Late in the morning last Monday I took advantage of a rare sunny day and walked the Clear Creek Trail in Silverdale. I started at the south end at the Sa'Qad Interpretive Center, taking the path up the east side of the creek. A few minutes in, I felt awful.

The sunshine and exercise, typically enough to buoy any mood, couldn't pick up the beer cans and empty containers strewn in the section behind Levin Road and up to where the trail hits Mickelberry, where across the street there's clearly an encampment serving as another reminder of the persistent struggle to house everyone in this community. And then at Myhre there were three abandoned grocery carts, arranged neatly yet far from their homebase at Target and certainly not enhancing the landscape of an important urban environmental preserve.

I turned around, using the west side of the creek trail for my return. Within minutes I was passing adult and teenage volunteers picking up garbage and doing some winter pruning, marking the Martin Luther King Jr. holiday with a day of service — and returning the optimism to my sunny day off. Thanks to each one of you, who may not have a solution to the endemic issues that require far more than a few hours of labor but show up and persist in making incremental improvements anyway.

An additional thanks to the handful of you who emailed, texted or even showed up at the Sun this week. The half dozen queries were coincidental, but understandable. Is the Sun doing alright? How can we help? It's a new year on the calendar, which we all know, but it also feels very much like a new time for this newspaper, which is something you don't.

This week reporter Andrew Binion left our newsroom for another job, the third colleague and friend who we have said goodbye to in the past few months. I've mentioned each one to you because it's important to recognize their service to the community and the impact those life decisions have on the Sun's present situation. I feel lucky to have worked with Andrew for so long — he's one of a rare cohort to have been laid off by the Sun and then return to start a nine-year run as our courts and public safety reporter. We sent him off on Wednesday, and his parting shot was encouragement for our staff to keep up the fight; which, to answer the question a few of you posed this week, we will. One way or another, we will, along with the support from the community of you all — who read, who subscribe, who send us news tips, who participate with a letter to the editor or a guest column, who keep asking how they can help. Just like the trail volunteers who won't alone solve the issues that lead to an abandoned tent strewn, a single action can't return local journalism to what this community deserves — but that won't stop us from showing up for the incremental steps that can be part of the solution.

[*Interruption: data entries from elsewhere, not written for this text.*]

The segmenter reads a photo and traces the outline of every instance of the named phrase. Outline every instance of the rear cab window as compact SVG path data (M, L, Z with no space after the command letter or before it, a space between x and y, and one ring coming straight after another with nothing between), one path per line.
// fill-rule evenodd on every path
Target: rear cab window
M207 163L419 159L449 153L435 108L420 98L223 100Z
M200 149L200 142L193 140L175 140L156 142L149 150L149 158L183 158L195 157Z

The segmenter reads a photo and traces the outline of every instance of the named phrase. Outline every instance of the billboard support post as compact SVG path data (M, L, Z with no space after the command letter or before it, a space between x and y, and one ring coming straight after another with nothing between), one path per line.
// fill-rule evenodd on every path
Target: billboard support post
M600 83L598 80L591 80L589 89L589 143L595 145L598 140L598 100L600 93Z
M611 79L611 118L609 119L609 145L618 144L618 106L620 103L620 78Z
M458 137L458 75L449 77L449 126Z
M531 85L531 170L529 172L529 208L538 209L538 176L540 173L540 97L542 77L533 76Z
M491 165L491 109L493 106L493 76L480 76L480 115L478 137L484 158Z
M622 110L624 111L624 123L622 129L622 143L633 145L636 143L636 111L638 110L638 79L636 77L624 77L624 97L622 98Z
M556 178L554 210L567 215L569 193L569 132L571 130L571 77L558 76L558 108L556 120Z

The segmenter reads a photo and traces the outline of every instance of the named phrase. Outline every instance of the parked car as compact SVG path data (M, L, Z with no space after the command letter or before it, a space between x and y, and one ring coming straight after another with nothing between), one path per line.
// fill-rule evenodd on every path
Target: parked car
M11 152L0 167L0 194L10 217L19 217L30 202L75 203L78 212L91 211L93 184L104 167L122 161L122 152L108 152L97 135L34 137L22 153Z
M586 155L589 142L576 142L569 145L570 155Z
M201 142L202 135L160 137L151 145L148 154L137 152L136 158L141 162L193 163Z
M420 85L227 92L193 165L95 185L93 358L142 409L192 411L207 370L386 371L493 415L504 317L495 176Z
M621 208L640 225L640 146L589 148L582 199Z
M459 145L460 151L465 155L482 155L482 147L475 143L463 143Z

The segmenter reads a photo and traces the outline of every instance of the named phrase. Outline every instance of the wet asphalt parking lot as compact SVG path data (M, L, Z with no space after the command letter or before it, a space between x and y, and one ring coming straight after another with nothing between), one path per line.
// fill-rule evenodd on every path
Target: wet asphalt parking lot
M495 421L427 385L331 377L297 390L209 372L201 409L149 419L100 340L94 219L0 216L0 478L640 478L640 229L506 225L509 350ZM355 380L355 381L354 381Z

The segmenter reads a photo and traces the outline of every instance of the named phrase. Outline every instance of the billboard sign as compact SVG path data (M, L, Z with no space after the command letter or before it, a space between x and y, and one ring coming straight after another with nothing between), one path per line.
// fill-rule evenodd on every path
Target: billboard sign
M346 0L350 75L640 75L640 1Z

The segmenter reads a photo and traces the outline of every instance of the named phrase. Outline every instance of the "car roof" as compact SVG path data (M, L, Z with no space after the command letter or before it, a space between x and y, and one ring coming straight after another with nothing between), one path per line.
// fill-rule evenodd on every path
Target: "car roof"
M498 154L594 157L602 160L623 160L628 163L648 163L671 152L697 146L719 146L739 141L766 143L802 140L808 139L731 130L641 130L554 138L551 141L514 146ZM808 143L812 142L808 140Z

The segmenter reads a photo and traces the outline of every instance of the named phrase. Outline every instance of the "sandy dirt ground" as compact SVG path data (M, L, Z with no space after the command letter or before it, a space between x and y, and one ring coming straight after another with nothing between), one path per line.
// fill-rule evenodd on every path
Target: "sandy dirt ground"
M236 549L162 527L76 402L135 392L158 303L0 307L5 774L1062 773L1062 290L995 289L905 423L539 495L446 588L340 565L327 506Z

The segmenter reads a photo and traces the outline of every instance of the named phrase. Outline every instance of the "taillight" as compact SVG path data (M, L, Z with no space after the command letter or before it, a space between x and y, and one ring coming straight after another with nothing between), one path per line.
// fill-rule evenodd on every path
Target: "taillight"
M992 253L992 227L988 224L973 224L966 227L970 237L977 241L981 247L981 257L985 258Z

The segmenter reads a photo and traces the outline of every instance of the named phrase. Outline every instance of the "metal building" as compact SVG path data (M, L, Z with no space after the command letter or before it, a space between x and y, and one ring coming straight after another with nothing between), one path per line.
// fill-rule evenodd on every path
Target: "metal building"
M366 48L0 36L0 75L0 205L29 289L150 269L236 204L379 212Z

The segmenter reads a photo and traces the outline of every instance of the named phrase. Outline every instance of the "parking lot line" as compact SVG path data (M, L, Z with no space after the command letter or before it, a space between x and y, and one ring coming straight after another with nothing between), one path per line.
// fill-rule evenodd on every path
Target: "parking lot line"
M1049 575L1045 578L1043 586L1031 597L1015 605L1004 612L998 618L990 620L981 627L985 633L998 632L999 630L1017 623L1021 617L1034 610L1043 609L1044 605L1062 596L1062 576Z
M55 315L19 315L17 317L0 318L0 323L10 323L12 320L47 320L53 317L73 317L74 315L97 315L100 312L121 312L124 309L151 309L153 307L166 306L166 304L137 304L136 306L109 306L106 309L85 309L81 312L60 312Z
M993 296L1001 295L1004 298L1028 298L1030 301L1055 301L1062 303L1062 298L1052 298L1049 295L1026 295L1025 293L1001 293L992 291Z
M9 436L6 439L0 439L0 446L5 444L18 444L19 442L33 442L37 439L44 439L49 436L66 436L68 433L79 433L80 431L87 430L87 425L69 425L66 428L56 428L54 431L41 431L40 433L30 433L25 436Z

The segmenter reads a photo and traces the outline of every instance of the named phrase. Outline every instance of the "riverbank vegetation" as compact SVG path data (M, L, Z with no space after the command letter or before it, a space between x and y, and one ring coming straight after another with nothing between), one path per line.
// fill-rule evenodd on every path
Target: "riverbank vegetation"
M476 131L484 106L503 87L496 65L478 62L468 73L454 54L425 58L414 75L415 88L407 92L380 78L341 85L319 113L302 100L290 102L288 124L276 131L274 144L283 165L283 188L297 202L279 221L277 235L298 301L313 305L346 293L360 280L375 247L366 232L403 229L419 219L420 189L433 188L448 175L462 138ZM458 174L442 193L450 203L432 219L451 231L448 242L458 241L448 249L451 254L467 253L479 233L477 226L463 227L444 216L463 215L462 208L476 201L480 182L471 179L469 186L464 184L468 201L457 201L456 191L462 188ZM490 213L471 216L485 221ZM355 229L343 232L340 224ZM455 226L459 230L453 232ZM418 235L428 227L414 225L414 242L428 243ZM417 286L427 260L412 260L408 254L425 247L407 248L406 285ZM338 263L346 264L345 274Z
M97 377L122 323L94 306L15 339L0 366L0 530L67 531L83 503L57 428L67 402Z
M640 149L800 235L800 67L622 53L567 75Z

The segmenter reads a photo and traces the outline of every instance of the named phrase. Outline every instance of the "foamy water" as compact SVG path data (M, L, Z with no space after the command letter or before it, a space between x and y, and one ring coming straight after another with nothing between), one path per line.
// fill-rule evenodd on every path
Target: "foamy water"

One of my memorable lines from Binion was his reply when he was asked to do what we call a weather story several years ago: Open the window, there's your weather story.

We are reassured when we're given the forecast, but everyone in the Pacific Northwest learns you still have to look at what's in front of you to know how to dress each day. Our newsroom has a challenge as we begin 2023, as that handful of you noticed. I can't predict how the Sun is going progress as this institution approaches 88 years of covering the community, but I know there's still a story each day, and there's people who remain and care, and we hear you when you tell us it still matters.